Yakup Kadri (Karaosmanoğlu), “Avrupa emperyalist devletlerinin o yaman istila ve istismar siyasetinin çorak Anadolu toprakları üstünde” nasıl yenik düştüğünü anımsatırken coşkudan titriyor gibidir. (Varlık, sayı 31)
Nedir ki yeninin kendi tanımını ararken, eskinin kendini yitirmemeye çalıştığı bir dönemdir bu.
Dilde ve edebiyatta...
Ekonomide...
Toplumun öteki kesimlerinde.
Maliye Naziri Cavit beylerin ileri sürdüğü liberalist reçetelerin kimi kafalarda yaşaması gibi, kimi kalemler de hem “inkılâp” yerine “devrim”, “kanun” yerine “yasa” sözcüğünü kullanır, hem devrimin de 1924 Anayasasının da yaşama geçmemesi için ne gücü varsa koyar ortaya.
Varlık, özellikle 1938’de Atatürk’ün ölümünden sonra, bu güç karşısında, ilk beş yıl gösterdiği somut tutumu koruyabilmiş midir?
Zordur bu soruyu yanıtlamak.
1946-50 evresinde Yaşar Nabi’nin, özellikle dönemin dışişleri bakanlarından Necmettin Sadak’ın “Akşam”daki yazılarına dayanarak, “demokratik sol” kavramına genellik kazandırmaya çalıştığını biliyoruz.

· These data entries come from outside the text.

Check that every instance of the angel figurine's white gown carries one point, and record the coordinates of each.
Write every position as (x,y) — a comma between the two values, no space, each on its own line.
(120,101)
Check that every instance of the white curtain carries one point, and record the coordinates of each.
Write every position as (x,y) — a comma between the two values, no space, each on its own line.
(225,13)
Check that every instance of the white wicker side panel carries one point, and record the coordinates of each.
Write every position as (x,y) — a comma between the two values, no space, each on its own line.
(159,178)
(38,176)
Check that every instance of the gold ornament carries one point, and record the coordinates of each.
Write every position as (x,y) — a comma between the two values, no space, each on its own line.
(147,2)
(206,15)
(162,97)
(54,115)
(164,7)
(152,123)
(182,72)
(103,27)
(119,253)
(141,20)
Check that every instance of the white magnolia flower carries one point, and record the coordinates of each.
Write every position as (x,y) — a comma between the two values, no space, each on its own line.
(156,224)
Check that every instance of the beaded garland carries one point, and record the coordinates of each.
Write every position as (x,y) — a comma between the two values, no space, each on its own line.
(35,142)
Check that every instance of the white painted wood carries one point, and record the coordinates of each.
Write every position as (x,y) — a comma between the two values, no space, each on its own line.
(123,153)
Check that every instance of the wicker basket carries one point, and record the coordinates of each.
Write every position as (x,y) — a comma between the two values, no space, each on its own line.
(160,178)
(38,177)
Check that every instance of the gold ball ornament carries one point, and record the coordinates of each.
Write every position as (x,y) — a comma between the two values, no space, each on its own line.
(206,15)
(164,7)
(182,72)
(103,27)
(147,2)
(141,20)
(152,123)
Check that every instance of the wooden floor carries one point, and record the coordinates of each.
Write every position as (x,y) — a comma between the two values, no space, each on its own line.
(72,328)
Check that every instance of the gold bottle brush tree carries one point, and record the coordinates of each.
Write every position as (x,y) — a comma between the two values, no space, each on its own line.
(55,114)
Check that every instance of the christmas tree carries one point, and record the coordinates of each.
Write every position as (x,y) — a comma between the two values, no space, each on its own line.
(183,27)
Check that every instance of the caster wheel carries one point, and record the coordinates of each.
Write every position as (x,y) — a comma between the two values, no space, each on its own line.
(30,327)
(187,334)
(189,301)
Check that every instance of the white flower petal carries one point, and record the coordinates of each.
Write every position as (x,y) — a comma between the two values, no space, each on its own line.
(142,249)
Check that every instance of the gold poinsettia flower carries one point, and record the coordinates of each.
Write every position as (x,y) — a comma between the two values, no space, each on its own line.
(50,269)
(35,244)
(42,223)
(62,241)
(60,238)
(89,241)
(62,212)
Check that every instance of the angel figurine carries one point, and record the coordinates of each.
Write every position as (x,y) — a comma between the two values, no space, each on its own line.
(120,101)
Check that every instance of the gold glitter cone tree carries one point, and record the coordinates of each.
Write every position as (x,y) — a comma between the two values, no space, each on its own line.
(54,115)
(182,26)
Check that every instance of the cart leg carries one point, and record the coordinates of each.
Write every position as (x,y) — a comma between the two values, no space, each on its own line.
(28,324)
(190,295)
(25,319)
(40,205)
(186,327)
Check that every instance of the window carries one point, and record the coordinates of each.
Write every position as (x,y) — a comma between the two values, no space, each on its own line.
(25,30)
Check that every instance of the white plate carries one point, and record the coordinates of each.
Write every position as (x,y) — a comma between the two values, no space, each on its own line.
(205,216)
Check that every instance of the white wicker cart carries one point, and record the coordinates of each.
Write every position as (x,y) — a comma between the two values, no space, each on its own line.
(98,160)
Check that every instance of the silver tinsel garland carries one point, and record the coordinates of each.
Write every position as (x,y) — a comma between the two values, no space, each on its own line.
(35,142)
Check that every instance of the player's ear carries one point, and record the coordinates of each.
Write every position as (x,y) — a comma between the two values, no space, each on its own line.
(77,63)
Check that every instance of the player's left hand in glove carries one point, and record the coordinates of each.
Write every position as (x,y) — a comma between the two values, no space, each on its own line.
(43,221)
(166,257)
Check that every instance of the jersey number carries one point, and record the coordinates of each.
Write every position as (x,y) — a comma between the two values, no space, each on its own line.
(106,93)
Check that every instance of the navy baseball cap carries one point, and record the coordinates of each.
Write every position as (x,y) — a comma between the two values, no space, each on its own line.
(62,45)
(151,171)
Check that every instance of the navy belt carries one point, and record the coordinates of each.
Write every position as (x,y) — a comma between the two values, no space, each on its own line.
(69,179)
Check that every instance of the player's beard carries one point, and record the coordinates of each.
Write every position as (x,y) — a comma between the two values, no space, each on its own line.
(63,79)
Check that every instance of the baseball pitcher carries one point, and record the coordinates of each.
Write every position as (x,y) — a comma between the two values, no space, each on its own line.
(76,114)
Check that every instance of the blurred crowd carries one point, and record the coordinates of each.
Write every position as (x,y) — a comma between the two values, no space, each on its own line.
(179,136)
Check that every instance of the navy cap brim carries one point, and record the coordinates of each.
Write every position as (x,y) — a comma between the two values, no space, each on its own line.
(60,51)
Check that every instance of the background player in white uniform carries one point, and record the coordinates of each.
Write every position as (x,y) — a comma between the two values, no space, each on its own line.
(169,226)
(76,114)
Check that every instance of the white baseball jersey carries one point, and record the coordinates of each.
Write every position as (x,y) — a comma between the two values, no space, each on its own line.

Kırsal kesimin ilk okumuş kuşağının önde gelen kalemlerine dergide büyük olanak tanıdığını da biliyoruz.
- “Yaratış”,
- “Ses”,
- “Gün”,
- “Yığın” dergilerinin kapandığı bu yıllarda “Varlık”ta toplanan kalemler yani edebiyat hareketinin temel ilkelerine ters düşmeyen şiir, öykü ve yazılarını sürdürmüşlerdir.
Yaşar Nabi’nin özellikle 1960’lardan sonra dergisini aşan düşün ve edebiyat hareketleri karşısındaki uygar tavrı ise anılacak niteliktedir.